Is the level of Uganda’s education system declining under the NRM Government?

students with hands raised

On Friday, January 27, 2023, the Uganda National Examination Board (UNEB) released the 2022 Primary Leaving examination results. The results were delayed several times, causing widespread concern and speculation. Upon their release, critics were quick to point out a significant decline in student performance compared to previous years.

This decrease in student performance has sparked a heated debate about the state of education in Uganda under the National Resistance Movement (NRM) regime. Some argue that the education sector has seen a decline since the previous regimes and that this is reflected in the results of the Primary Leaving examinations.

Renown author and vice chancellor of Victoria University, Dr. Lawrence Muganga, called for a change in mindset by the UNEB in assessing students. Appearing on a popular morning TV show, he raised questions whether the current system is still fit for purpose in the current times. He called the entire assessment process a malpractice and claimed that it promoted crammers to actual creatives.

Opposition politicians have also been quick to raise awareness of the dire state public of schools especially upcountry, pointing to overcrowded classrooms, inadequate funding, inadequate infrastructure and facilities as evidence of the decline in the education sector.

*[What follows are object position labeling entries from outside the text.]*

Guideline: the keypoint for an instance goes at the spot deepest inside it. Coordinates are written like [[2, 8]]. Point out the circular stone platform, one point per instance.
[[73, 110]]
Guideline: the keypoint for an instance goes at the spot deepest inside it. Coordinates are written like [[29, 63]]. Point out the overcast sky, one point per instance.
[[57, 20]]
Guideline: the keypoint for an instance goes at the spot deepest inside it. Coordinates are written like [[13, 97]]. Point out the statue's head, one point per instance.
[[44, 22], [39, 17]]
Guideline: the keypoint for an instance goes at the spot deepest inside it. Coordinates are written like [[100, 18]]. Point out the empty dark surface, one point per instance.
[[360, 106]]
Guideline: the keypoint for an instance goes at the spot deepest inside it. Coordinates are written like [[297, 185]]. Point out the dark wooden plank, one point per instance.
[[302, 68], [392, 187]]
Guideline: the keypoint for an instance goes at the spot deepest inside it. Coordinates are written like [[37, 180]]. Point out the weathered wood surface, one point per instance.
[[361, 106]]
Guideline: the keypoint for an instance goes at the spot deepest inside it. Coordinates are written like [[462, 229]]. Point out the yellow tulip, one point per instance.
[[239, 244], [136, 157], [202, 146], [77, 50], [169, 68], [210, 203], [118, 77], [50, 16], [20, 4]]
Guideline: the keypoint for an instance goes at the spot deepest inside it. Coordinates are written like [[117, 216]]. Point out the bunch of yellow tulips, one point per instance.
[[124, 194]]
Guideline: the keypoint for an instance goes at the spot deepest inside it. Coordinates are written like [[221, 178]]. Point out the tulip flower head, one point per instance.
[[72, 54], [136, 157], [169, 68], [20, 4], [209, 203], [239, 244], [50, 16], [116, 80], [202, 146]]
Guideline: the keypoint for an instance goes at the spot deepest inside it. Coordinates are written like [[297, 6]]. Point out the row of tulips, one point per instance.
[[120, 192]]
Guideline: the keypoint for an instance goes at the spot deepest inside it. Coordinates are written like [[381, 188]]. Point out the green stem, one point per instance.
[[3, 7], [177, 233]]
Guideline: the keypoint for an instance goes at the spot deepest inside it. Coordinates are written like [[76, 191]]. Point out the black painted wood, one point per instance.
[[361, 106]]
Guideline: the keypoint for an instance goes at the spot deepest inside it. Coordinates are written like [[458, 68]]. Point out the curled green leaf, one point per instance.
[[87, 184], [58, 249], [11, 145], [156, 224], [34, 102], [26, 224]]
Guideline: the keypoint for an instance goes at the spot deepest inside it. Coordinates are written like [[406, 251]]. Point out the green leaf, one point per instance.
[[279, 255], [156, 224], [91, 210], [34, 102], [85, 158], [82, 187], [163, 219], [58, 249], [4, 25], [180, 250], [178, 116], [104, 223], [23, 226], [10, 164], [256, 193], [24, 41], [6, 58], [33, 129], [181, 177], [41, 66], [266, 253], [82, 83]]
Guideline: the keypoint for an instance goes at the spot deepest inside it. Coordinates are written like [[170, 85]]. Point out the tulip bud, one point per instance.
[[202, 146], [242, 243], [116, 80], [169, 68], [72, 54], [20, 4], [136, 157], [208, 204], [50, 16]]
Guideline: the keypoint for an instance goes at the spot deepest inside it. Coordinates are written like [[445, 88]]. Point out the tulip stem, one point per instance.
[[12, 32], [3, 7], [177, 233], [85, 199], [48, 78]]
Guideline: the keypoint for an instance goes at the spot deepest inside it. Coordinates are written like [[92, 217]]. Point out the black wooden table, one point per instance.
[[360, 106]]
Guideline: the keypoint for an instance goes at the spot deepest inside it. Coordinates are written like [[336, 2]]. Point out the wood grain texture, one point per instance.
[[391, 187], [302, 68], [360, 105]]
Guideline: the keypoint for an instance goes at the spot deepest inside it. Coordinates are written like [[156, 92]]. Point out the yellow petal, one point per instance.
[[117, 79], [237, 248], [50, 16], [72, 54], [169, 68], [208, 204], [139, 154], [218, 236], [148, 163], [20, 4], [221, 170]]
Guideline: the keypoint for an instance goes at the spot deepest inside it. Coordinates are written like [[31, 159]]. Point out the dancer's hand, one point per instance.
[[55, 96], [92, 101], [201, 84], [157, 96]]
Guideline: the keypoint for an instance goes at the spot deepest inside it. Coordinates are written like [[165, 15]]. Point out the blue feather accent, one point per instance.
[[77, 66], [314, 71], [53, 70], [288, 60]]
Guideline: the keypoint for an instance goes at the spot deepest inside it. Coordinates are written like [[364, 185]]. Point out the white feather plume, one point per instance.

How does the Ministry of Education and Sports operate under the NRM government?

The Ministry of Education and Sports (MoES) in Uganda is a cabinet-level ministry responsible for the maintenance and control, monitoring, and supervision of all levels of education throughout the country. The mission of the MoES is to provide technical support, guide, coordinate, regulate, and promote the delivery of quality education and sports to all persons in Uganda for national integration, individual, and national development.

The MoES also governs several key organizations including the Uganda National Examinations Board (UNEB), the Uganda Business and Technical Examinations Board (UBTEB), the National Council for Higher Education (NCHE), and the National Curriculum Development Center (NCDC). The government of Uganda funds elementary and secondary schools through the UPE, USE, and UPOLET programs and is supported by several intergovernmental organizations, such as UNESCO and UNICEF, as well as foreign NGOs.

The MoES regulates over 30,000 pre-elementary, elementary, and secondary institutions spread throughout Uganda, ensuring that the schools adhere to quality standards. The ministry is currently led by Minister of Education and Sports Janet Kataha Museveni.

What is the legacy of the NRM government on the education sector?

Since the introduction of the Universal Primary Education (UPE) program in 1997, the number of children enrolled in school has increased significantly.

According to the Ministry of Education and Sports, enrollment in primary schools increased from 2.1 million in 1997 to over 8 million in 2016. Similarly, the enrollment in secondary schools has also increased, with the number of students in secondary schools growing from under 500,000 in 1997 to over 2 million in 2016.

However, despite these gains, there are still challenges in ensuring access to education for all children in Uganda. A significant proportion of children, particularly those from poor families, rural areas, and children with disabilities, are still out of school.

In addition, this has coincided with massive unemployment among the youth and a decrease in opportunities for higher education and skilled jobs. This has raised concerns about the future of the country’s workforce and economic development.

The government has responded to this issue through promotion of vocational training and science education. In 2021, government announced an increase in salary for science teachers in an attempt to attract more qualified professionals to the field and improve the quality of education.

The Ministry of Education and Sports has also launched several initiatives to provide students with practical skills and job training, such as the Universal Secondary Education with Skills Development program. The program offers a combination of academic and technical education to help students acquire both theoretical and practical knowledge.

The government aims to reduce youth unemployment by equipping students with in-demand skills and promoting entrepreneurship.

So, is there decline?

The Ministry of Education and Sports has defended the performance of students in the 2022 Primary Leaving examination, stating that the results are a reflection of the impact of the COVID-19 pandemic on the education sector. The ministry points to the closure of schools and disruption of learning that resulted from the pandemic as a major factor contributing to the decline in student performance.

Furthermore, supporters of the NRM regime argue that the education sector has seen significant improvement since its inception. They point to the launch of the Universal Education program and the government’s efforts to increase access to education and improve educational outcomes. They claim that the decrease in student performance is a temporary setback and that the long-term trend is towards improvement.

So, what is the truth? Are standards of education in Uganda declining under the NRM compared to previous regimes? The answer is not clear-cut. While there have been some challenges in the education sector, there have also been significant achievements.

One thing is for sure, however. The education sector remains a critical area for investment and attention for the government if it is to ensure that all Ugandan children have access to quality education and are equipped with the skills they need to succeed in the future.